Unfortunately, as we all know, television and social media are how an increasingly large proportion of 'murkins get the "facts" with which they assess the world and make their decisions accordingly. So it can't be completely ignored, as much as we'd like.
I try to analyse the tube the same way I do the crazyppl: not so much the direct wording of the delusional content they're voicing, but what is the underlying message? Agitation? Paranoia? Depression? Suicidal intent?
Yes, this. Obviously this wondrous new century has set whatever legit news industry we once had on its collective side, and they've scrambled for years to keep up with the tectonic changes. Trump's candidacy and the daily drama of its players pointed a clear path for them -- fear, chaos, discord, and impending doom.
I've mentioned before the scene from the Howard Stern autobio movie Private Parts, where early on the radio station is tracking Howard's listenership. The survey respondents who said they loved Stern listened for an average of 1½ hours, but the people who said they hated him said they listened for 2½ hours. I think there is a similar collective phenomenon going on with Trump. It's the car wreck you can't look away from -- all day, every day. Keep 'em agitated and they keep tuning in.
I haven't been overseas in a very long time, unfortunately, and feel free to correct me if I'm wrong, but I suspect that the media companies, state-owned and private, do not have constantly churning 24-hour news cycles either. Americans have been kept in a state of perpetual agitation by decades of this.
And who pioneered the 24-hour news cycle? That's right, CNN.
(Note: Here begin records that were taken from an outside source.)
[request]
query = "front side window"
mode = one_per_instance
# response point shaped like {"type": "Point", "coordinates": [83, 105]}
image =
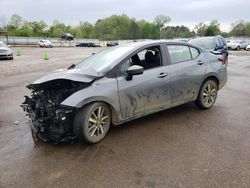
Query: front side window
{"type": "Point", "coordinates": [148, 58]}
{"type": "Point", "coordinates": [179, 53]}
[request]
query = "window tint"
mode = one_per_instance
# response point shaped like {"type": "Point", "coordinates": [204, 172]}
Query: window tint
{"type": "Point", "coordinates": [222, 41]}
{"type": "Point", "coordinates": [148, 58]}
{"type": "Point", "coordinates": [179, 53]}
{"type": "Point", "coordinates": [217, 42]}
{"type": "Point", "coordinates": [124, 67]}
{"type": "Point", "coordinates": [194, 52]}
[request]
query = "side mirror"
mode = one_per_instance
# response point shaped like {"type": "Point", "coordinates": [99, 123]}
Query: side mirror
{"type": "Point", "coordinates": [133, 70]}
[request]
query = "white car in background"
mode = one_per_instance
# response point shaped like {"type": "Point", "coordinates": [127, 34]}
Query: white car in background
{"type": "Point", "coordinates": [248, 47]}
{"type": "Point", "coordinates": [237, 44]}
{"type": "Point", "coordinates": [5, 51]}
{"type": "Point", "coordinates": [45, 44]}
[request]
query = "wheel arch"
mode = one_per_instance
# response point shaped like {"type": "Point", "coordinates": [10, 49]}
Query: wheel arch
{"type": "Point", "coordinates": [113, 109]}
{"type": "Point", "coordinates": [209, 77]}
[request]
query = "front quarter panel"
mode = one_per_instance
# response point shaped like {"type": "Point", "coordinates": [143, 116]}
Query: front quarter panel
{"type": "Point", "coordinates": [102, 90]}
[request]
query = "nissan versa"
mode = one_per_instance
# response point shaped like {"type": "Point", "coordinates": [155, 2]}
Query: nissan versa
{"type": "Point", "coordinates": [119, 84]}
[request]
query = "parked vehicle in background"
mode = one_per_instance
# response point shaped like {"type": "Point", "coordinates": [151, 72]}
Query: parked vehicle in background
{"type": "Point", "coordinates": [87, 44]}
{"type": "Point", "coordinates": [119, 84]}
{"type": "Point", "coordinates": [248, 47]}
{"type": "Point", "coordinates": [45, 44]}
{"type": "Point", "coordinates": [67, 36]}
{"type": "Point", "coordinates": [112, 43]}
{"type": "Point", "coordinates": [237, 44]}
{"type": "Point", "coordinates": [213, 43]}
{"type": "Point", "coordinates": [5, 51]}
{"type": "Point", "coordinates": [181, 39]}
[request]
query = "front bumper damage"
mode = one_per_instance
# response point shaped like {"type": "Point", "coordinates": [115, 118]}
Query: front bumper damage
{"type": "Point", "coordinates": [50, 124]}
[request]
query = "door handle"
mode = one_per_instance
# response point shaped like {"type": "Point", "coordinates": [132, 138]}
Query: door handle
{"type": "Point", "coordinates": [200, 62]}
{"type": "Point", "coordinates": [162, 75]}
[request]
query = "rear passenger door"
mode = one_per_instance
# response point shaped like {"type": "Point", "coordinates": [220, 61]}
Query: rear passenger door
{"type": "Point", "coordinates": [187, 68]}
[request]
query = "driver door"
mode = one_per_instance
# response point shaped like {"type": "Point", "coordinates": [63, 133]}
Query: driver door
{"type": "Point", "coordinates": [145, 93]}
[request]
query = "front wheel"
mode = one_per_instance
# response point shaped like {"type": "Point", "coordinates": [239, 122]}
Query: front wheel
{"type": "Point", "coordinates": [207, 95]}
{"type": "Point", "coordinates": [92, 122]}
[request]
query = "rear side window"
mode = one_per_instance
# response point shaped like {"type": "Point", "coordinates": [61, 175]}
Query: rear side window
{"type": "Point", "coordinates": [194, 52]}
{"type": "Point", "coordinates": [222, 41]}
{"type": "Point", "coordinates": [179, 53]}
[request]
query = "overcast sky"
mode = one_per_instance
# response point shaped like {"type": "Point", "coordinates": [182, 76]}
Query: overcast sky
{"type": "Point", "coordinates": [182, 12]}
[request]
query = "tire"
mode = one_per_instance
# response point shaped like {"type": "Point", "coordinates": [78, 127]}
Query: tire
{"type": "Point", "coordinates": [207, 94]}
{"type": "Point", "coordinates": [92, 122]}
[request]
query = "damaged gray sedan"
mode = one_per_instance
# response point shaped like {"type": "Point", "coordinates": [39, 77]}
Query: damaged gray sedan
{"type": "Point", "coordinates": [119, 84]}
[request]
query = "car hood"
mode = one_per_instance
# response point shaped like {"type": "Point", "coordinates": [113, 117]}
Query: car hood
{"type": "Point", "coordinates": [80, 75]}
{"type": "Point", "coordinates": [4, 48]}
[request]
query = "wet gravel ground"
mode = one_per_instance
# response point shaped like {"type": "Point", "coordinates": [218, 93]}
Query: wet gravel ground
{"type": "Point", "coordinates": [179, 147]}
Really, it seems that the teevee news is now just a loss-leader to push audience segments into other parts of the vertically integrated news borg in order to lob contents into the virtual abyss. Only the olds watch teevee anymore anyway, and the revenue model there is predicated on viewers buying the sponsors' products. But if you can push them over to the website or YouTube, you get paid by the click/view rate.